Supplementary Information
Selective intracellular vaporisation of antibody-conjugated phase-change nano-droplets in vitro
A.Ishijima1,†, K.Minamihata2,3,†, S.Yamaguchi4,†, S.Yamahira3, R.Ichikawa1, E.Kobayashi1,
M.Iijima4, Y.Shibasaki4, T.Azuma5,*, T.Nagamune3,6,*& I. Sakuma1,6,7,*
1Department of Precision Engineering, School of Engineering, The University of Tokyo, Tokyo 113-8656, Japan.
2Department of Applied Chemistry, Kyushu University, Fukuoka 819-0395, Japan.
3Department of Chemistry & Biotechnology, School of Engineering, The University of Tokyo, Tokyo 113-8656, Japan.
4Research Center for Advanced Science and Technology, The University of Tokyo, Tokyo 153-8904, Japan.
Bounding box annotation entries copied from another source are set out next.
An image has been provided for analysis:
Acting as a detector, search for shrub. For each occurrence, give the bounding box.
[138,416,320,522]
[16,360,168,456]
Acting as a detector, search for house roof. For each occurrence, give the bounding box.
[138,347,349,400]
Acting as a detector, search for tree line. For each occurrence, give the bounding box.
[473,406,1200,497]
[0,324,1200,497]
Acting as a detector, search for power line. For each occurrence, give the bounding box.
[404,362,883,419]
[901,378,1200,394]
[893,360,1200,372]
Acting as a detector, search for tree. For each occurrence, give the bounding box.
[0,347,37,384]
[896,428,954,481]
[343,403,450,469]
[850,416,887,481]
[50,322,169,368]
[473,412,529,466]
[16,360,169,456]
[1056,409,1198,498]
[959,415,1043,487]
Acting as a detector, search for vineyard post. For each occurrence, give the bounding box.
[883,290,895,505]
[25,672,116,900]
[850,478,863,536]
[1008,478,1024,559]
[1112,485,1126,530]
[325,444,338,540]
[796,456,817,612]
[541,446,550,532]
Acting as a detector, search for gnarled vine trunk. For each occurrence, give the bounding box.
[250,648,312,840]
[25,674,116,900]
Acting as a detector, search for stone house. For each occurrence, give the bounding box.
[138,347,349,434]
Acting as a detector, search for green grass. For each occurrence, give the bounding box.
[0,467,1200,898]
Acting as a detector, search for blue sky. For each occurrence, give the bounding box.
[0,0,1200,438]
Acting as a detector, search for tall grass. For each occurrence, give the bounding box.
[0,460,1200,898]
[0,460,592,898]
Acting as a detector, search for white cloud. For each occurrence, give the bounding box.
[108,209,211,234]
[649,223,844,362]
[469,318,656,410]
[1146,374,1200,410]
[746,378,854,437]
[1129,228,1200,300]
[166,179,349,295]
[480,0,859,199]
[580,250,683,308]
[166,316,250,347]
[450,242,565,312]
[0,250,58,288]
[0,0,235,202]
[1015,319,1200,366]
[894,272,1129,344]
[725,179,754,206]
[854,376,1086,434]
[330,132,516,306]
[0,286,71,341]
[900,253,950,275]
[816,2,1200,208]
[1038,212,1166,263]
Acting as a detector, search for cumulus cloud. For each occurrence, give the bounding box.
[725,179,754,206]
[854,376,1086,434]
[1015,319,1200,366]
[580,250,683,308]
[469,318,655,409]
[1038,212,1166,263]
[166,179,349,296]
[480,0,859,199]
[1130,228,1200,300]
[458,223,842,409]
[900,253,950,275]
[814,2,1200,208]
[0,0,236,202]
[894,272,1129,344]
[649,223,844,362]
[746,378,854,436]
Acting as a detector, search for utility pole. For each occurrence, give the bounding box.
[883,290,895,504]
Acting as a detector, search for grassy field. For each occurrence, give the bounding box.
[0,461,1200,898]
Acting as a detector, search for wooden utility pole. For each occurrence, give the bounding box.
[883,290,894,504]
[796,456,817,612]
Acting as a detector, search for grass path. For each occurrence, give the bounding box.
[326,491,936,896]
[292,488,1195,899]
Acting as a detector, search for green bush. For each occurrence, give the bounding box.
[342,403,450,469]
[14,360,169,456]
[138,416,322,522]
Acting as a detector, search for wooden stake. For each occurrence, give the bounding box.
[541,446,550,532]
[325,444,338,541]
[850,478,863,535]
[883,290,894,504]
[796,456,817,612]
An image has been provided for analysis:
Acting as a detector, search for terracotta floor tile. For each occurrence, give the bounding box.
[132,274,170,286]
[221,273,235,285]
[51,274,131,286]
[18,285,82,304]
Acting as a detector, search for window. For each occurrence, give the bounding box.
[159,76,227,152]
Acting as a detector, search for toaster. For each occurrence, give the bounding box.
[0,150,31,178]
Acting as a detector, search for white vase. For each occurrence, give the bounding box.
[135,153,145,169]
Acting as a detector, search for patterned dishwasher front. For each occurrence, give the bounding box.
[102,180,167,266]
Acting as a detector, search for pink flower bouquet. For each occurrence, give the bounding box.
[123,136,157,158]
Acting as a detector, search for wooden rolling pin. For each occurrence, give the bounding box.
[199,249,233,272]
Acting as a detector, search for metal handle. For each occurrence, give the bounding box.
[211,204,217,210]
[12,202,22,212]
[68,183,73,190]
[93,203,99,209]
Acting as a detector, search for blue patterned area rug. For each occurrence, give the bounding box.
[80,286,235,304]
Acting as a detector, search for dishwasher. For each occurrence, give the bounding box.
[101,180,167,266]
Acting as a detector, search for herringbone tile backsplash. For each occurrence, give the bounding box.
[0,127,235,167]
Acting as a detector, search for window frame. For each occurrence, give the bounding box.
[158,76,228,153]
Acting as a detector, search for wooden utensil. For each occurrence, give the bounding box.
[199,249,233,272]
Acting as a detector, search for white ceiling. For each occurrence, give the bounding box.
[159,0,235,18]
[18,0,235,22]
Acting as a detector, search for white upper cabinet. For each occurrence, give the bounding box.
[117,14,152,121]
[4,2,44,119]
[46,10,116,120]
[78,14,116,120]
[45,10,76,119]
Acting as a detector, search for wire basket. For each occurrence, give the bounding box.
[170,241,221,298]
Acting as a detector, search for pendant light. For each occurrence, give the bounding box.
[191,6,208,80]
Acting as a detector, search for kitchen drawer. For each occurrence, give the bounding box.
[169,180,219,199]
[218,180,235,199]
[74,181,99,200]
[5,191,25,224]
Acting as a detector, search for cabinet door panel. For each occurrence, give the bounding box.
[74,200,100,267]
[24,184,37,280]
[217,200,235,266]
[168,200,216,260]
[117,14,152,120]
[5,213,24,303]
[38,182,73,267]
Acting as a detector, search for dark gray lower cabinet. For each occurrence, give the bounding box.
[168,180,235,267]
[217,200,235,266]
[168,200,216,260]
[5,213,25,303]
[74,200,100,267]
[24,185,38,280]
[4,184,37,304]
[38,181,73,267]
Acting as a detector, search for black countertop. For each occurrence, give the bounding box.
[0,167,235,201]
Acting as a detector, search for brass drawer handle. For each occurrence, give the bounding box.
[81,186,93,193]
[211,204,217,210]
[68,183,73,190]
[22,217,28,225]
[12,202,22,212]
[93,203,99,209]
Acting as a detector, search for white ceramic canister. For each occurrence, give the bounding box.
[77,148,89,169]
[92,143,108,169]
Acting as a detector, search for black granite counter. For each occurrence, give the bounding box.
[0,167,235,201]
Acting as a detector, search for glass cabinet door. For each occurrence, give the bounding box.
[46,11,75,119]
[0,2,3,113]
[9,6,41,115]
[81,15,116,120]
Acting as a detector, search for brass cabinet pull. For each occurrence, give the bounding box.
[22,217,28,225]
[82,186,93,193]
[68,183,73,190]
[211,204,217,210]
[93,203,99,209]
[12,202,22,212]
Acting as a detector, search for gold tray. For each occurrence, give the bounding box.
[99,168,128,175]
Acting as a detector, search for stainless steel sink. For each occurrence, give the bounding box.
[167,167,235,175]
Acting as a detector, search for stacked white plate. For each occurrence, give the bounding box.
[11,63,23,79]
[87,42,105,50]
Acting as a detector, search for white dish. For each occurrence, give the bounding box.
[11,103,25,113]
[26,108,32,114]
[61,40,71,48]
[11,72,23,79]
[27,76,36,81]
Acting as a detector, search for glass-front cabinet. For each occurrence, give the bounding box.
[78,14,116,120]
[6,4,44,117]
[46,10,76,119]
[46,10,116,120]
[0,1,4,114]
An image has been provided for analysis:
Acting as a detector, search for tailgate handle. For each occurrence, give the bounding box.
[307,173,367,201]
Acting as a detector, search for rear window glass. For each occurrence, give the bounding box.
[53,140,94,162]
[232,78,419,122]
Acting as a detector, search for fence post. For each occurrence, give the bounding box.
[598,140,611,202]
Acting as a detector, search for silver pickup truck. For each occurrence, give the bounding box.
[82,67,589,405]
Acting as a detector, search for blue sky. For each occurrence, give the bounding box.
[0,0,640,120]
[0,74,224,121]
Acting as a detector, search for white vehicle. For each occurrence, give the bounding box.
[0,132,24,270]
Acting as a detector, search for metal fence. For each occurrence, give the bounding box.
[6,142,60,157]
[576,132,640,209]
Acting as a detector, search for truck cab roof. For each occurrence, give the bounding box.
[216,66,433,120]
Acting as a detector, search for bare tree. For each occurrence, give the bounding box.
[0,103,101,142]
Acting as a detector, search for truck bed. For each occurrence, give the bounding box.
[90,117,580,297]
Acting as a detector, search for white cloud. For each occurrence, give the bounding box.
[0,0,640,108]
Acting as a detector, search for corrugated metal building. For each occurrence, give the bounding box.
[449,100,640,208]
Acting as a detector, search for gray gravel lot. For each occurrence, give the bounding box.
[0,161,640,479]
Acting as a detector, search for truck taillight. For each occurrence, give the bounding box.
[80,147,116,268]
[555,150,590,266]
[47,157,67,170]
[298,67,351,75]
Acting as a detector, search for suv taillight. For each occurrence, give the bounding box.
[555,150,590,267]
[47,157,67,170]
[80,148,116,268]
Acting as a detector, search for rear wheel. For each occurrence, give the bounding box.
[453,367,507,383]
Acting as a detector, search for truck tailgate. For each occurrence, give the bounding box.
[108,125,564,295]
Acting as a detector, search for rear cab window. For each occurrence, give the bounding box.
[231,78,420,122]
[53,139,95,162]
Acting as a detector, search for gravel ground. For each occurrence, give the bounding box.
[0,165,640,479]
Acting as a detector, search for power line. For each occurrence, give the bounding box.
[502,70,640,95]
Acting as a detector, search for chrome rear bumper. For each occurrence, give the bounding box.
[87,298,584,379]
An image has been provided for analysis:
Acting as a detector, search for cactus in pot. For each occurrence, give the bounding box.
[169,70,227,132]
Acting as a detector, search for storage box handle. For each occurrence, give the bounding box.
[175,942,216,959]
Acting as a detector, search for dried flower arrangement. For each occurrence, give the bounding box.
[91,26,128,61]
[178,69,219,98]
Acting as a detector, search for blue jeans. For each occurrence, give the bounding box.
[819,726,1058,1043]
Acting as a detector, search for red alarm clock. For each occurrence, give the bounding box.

5Center for Disease Biology and Integrative Medicine, The University of Tokyo, Tokyo 113-8656, Japan.
6Department of Bioengineering, The University of Tokyo, Tokyo 113-8656, Japan.
7Medical Device Development and Regulation Research Center, School of Engineering, The University of Tokyo, Tokyo 113-8656, Japan.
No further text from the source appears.